Saw difficult child yesterday

Nancy

Well-Known Member
difficult child texted the other day and asked if she could come and pick up her summer clothes. I texted back that she had very little here and that I had given her two bags of summer clothes last month but she said there were things in her closet she wanted. (Obviously she didn't know that I already went through all her things and threw all the trashy stuffy out and gave a lot to the goodwill).

So she came over and spent a total of perhaps 5 minutes. We confronted her about her job and at first she lied and said she still had it. I reminded her that easy child takes her dog to that clinic so we know. She told us she got fired for swiping her care credit card and taking mony out of the drawer (stealing). She didn't think it was stealing???????? They told her it was!!!!!!!!! I still don't think she thinks it was wrong. She said she got a job as a hostess in a bar downtown for minimum wage two nights. That won't even cover the cost of gas.

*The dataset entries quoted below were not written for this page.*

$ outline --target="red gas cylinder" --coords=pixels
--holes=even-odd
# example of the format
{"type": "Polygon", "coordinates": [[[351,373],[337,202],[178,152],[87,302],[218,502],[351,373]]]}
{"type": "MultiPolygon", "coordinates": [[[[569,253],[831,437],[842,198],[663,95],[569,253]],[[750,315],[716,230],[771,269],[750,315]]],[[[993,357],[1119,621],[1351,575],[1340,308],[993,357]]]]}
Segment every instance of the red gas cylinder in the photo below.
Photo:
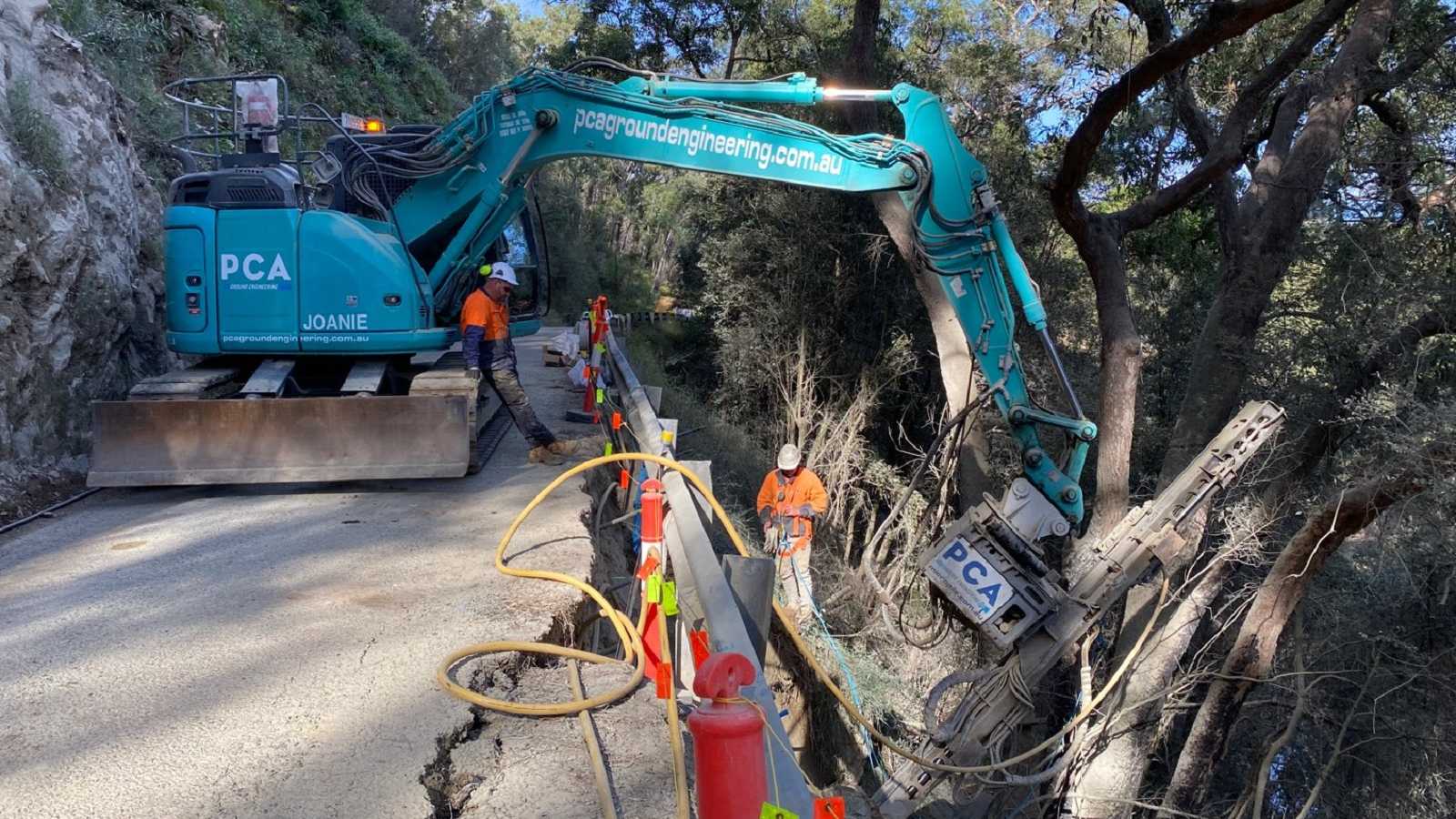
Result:
{"type": "MultiPolygon", "coordinates": [[[[642,548],[662,545],[662,481],[642,481],[642,548]]],[[[753,678],[748,678],[750,681],[753,678]]]]}
{"type": "Polygon", "coordinates": [[[732,651],[712,654],[693,678],[693,694],[705,700],[687,717],[699,819],[759,816],[769,796],[763,716],[748,702],[728,701],[753,679],[753,663],[732,651]]]}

husband asked how she was paying her rent and she said she talked to the landlord and he said she could stay there as long as she needed and can pay him back and he gave her some numbers to call for housing assistance. I don't believe that for a minute. We never did get to ask her if the gas and electric and cable company were also going to let her keep their services as long as she wanted. I asked her is she still thought using drugs was not causing problems in her life and she said they were not. We asked her what kind of drugs she was using and she said just pot. We told her we knew that was a lie. She said she is having fun and loves this life.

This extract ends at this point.